Historic North Beach (Columbus Ave. at Broadway St., San Francisco) has some of the city's best coffee, bookstores, and Italian food, and has become famous as the former hangout of Beat writers. Don't miss the legendary City Lights Bookstore and the Beat Museum. When the weather is nice, get a treat from Stella Pastry, Z Cioccolato, or Caffe Trieste (supposedly the first espresso vendor on the West Coast) and relax in Washington Square Park, or make the trek up to Coit Tower, atop Telegraph Hill, for panoramic views of the city.
For the past fifteen years or so, the once entirely Latino Mission (Mission St., San Francisco) neighborhood has been the place for nightlife, eclectic cuisine, and unique shopping. The Mission is also home to the city's oldest building, Mission Dolores, which was founded in the 1770s. Every weekend you'll see Dolores Park crowded with picknickers, hula hoopers, musicians, and drinkers enjoying the sunshine and sublime city views. Join the line around the block for an ice cream cone from Birite Creamery, or stop by the Revolution Café for good food and sangria. Nearby, Ritual Coffee makes some of the best espresso in the city, and very unusual shopping awaits at 826 Valencia (a pirate store), Paxton Gate (a garden and taxidermy shop), Aquarius Records, and Needles and Pens (an artist collective). For good cheap entertainment, check out the Elbo Room or Amnesia, or choose from dozens of hole-in-the-wall bars.

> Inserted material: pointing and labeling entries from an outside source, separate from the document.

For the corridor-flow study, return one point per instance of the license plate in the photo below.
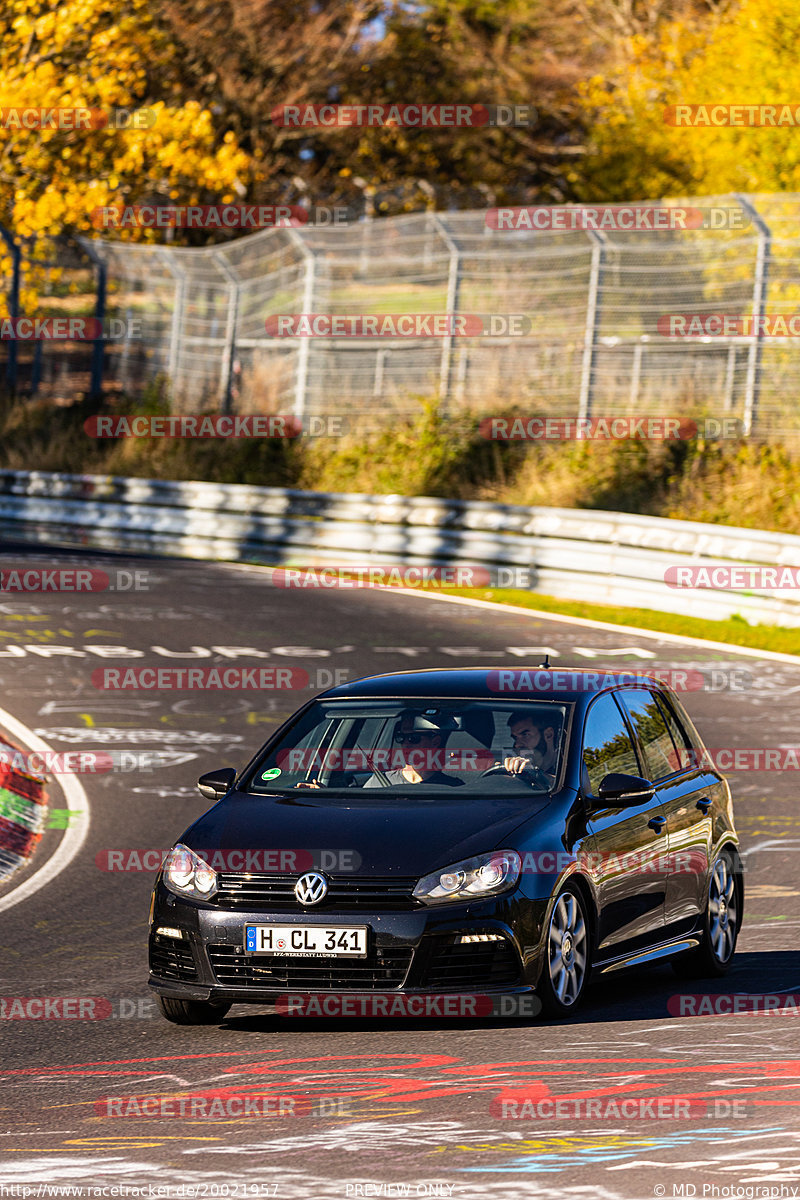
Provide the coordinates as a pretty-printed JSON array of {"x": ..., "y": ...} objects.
[{"x": 307, "y": 941}]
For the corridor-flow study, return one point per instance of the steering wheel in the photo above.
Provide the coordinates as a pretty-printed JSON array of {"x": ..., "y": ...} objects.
[{"x": 531, "y": 774}]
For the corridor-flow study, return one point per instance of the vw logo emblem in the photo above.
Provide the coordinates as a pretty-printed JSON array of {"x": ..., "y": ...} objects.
[{"x": 311, "y": 887}]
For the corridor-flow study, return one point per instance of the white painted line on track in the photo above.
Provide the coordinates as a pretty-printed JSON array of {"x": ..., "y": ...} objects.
[{"x": 73, "y": 835}]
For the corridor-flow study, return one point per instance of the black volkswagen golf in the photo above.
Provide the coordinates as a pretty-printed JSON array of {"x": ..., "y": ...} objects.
[{"x": 452, "y": 833}]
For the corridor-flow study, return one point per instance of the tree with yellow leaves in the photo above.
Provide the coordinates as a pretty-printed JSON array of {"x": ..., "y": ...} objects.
[
  {"x": 98, "y": 55},
  {"x": 745, "y": 54}
]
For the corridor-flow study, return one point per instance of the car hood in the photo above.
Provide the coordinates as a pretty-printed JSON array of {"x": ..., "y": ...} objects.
[{"x": 403, "y": 837}]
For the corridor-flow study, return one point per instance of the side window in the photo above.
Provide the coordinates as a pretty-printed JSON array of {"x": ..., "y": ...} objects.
[
  {"x": 661, "y": 757},
  {"x": 687, "y": 755},
  {"x": 607, "y": 744}
]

Among the many Mexican restaurants, Puerto Alegre is probably the most popular — good luck finding a seat.
Five dollars gets you a seat on a roller-coaster-esque cable car ride (starts at Powell St. at Market St., San Francisco, SFCableCar.com) up and down the city's steepest hills, and connections to Union Square and Fisherman's Wharf.
The first West Coast museum dedicated solely to 20th-century art, SFMOMA (151 Third St., San Francisco, SFMOMA.org) recently opened its long-awaited Rooftop Garden, a sculpture-filled aerie that merits a visit on its own.